Similarly, when an America-Jewish journalist with the Kansas City Jewish Chronicle was fired in January 2001, immediately after publishing "Quest for Justice," an article by Judith Stone critical of Israeli policy, this fact flowed through e-mail networks but was not a free speech issue in the mainstream media. Neither is the incessant pressure that the pro-Israel lobby and activists exert on the media, that make the press in Israel itself notably more open and critical of Israeli policy than the U.S. media. Neither was the firing of Michael Lopez-Calderon from his job as an elementary school teacher at the Rabbi Alexander S. Gross Hebrew School in Miami Beach, Florida in February 2001, which resulted from outside complaints about his writings critical of Israel, despite the absence of any claim of less than satisfactory teaching performance.


The idea of ad rejection on political grounds being a newsworthy "free speech" matter is actually comical. Papers and TV stations regularly and systematically reject ads they find objectionable, often because they would offend advertisers, but also because they object to the content of messages from peace groups, labor unions, and others. Adbusters has been trying for years to get its "Advocacy Uncommercials" on the TV networks, but without success. When the New York Times ran three major advertorials in 1993 lauding the North American Free Trade Agreement, it refused to accept critical ads that would disturb the hugely political message. A full account of such politically- tainted or advertiser-protective ad rejections would run to thousands of pages.

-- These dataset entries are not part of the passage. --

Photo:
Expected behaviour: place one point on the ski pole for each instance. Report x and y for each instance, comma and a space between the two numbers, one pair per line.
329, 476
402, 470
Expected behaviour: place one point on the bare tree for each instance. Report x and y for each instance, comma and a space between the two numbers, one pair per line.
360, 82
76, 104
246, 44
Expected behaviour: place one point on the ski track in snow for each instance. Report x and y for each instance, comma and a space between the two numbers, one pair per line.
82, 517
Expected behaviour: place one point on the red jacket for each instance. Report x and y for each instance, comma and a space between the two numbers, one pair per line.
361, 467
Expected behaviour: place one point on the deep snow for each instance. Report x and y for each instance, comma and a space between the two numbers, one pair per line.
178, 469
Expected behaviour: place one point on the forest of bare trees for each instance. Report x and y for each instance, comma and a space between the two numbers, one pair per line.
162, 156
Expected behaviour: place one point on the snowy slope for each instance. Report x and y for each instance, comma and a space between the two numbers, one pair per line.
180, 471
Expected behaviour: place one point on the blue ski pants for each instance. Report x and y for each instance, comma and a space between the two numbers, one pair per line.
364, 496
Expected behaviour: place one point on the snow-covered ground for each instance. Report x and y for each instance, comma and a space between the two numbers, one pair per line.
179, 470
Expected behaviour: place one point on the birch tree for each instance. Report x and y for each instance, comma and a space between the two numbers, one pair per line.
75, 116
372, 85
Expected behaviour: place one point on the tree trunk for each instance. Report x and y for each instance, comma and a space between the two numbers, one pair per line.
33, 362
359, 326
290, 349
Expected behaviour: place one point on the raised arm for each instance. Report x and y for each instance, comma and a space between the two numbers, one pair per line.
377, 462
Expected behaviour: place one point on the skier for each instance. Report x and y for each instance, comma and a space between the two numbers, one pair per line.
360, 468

Consider also a major violation of freedom of expression such as the exclusion of Ralph Nader from the national political debate during the last presidential election. This was immensely important, with national political significance, but the New York Times found it perfectly OK on the ground that the differences between Bush and Gore were substantial, and adequate, in the opinion of the editors (editorial, "Mr.Nader’s Misguided Candidacy," June 30, 2000)! This big time free speech violation was also perfectly acceptable to the rest of the mainstream media, so that all their musings and reflections on Horowitz’s gambit stand exposed as hypocritical horseshit.


At a deeper level, reflection on the virtually complete exclusion of Noam Chomsky, the late Herb Schiller, Walden Bello, Stephen Steinberg (author of Turning Back), and Samuel Epstein (author of The Politics of Cancer), among many others, from debates on public policy issues, and the media’s sourcing and accommodation to corporate and state interests and policy on many key issues, suggests that the problem of "freedom of speech" in this country is structural and deeply rooted. This is why a "propaganda model" can explain why the Horowitz gambit becomes a "free expression" issue, but not the exclusion of Ralph Nader from the presidential debates.